Souvent cette attitude est présentée comme la clé qui nous amènera à une forme de bien-être et de paix intérieure.
C’est une attitude qui a pu à un moment donné, il y a plusieurs années, représenter positivement une échappatoire à des injonctions trop rigides et peu respectueuses des désirs profonds de la personne. Cependant, en se développant elle a souvent pu être associée à un phénomène de « mode », et justifier des formes d’individualisme, libre de toute contrainte, voire d’oisiveté.
L’art de s’accrocher à n’importe quel prix
Sincèrement, je ne sais pas si le « whatever it takes » (à n’importe quel prix) ou l’art de s’accrocher, vendrait une seule copie si cela était le titre d’un livre…

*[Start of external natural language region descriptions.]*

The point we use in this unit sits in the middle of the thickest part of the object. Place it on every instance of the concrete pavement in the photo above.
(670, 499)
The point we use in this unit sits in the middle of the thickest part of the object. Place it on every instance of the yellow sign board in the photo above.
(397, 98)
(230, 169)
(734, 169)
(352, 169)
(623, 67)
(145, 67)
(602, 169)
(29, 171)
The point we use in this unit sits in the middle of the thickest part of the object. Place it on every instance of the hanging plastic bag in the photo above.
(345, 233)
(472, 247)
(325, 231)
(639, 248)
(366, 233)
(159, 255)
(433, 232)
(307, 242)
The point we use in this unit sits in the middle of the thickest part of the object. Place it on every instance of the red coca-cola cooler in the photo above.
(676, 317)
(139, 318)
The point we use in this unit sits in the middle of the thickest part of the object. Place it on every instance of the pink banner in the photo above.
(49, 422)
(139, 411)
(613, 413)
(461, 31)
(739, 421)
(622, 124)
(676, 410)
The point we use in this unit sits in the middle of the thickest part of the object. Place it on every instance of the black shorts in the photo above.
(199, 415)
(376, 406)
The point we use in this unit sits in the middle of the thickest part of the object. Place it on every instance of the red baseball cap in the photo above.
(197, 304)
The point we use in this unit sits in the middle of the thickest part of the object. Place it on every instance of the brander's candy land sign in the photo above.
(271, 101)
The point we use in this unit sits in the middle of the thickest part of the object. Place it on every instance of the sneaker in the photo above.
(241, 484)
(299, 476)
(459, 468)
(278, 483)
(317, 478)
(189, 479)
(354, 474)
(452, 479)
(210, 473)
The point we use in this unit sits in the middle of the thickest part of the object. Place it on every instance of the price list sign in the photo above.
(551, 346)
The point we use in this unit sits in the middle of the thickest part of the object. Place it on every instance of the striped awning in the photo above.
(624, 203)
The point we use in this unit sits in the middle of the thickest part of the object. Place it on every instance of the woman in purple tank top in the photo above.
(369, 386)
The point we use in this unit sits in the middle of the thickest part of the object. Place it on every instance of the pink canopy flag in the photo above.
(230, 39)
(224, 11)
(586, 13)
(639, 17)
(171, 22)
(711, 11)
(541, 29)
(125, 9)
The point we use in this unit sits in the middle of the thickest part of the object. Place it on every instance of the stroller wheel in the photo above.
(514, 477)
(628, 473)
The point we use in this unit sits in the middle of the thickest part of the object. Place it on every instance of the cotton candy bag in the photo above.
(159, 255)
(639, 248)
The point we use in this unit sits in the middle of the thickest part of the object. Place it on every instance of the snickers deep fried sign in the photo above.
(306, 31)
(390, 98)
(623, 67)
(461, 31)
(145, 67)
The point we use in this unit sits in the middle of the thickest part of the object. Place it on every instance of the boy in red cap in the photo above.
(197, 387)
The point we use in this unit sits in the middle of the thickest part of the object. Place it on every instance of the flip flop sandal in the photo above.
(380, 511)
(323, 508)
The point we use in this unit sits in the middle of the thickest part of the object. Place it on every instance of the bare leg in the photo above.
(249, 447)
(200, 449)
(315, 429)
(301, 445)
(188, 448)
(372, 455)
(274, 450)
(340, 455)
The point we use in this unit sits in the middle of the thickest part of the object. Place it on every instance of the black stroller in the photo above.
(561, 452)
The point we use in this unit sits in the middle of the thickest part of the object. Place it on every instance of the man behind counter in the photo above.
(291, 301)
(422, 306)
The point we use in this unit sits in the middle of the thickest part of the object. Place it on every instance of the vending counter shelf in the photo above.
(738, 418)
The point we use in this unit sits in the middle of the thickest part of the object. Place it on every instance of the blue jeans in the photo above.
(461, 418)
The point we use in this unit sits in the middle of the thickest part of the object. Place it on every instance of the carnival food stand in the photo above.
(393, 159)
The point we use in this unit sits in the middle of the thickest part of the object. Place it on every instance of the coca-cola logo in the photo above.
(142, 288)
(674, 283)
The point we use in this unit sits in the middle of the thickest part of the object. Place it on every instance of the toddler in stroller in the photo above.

- D’abord il faudrait s’interroger sur les raisons profondes qui nous poussent à s’accrocher ou à lâcher prise
- Ensuite, miné par une quarantaine d’années de ringardisation, le fait de ‘accrocher est vu comme lié à des attitudes bornées, avec peu de distance, têtues, typiques des personnes âgées, qui perdent de vue « l’essentiel » ou à une morale « chrétienne » de la souffrance.
- Par ailleurs, s’accrocher présente un défaut majeur par rapport au lâcher prise : c’est le risque, parfois très présent, d’être « décroché » par des évènements et des facteurs extérieurs qui dépassent notre force et notre volonté. Au moins si on lâche prise, c’est nous qui avons lâché la prise, et donc il n’y a pas de risque que quelqu’un ou quelque chose nous oblige à le faire (un peu comme dans la fable du raisin et du renard de La Fontaine, ou le renard dit que le raisin qu’il n’a pas atteint n’était pas en réalité assez mur, et donc qu’il ne valait pas la peine d’être cueilli).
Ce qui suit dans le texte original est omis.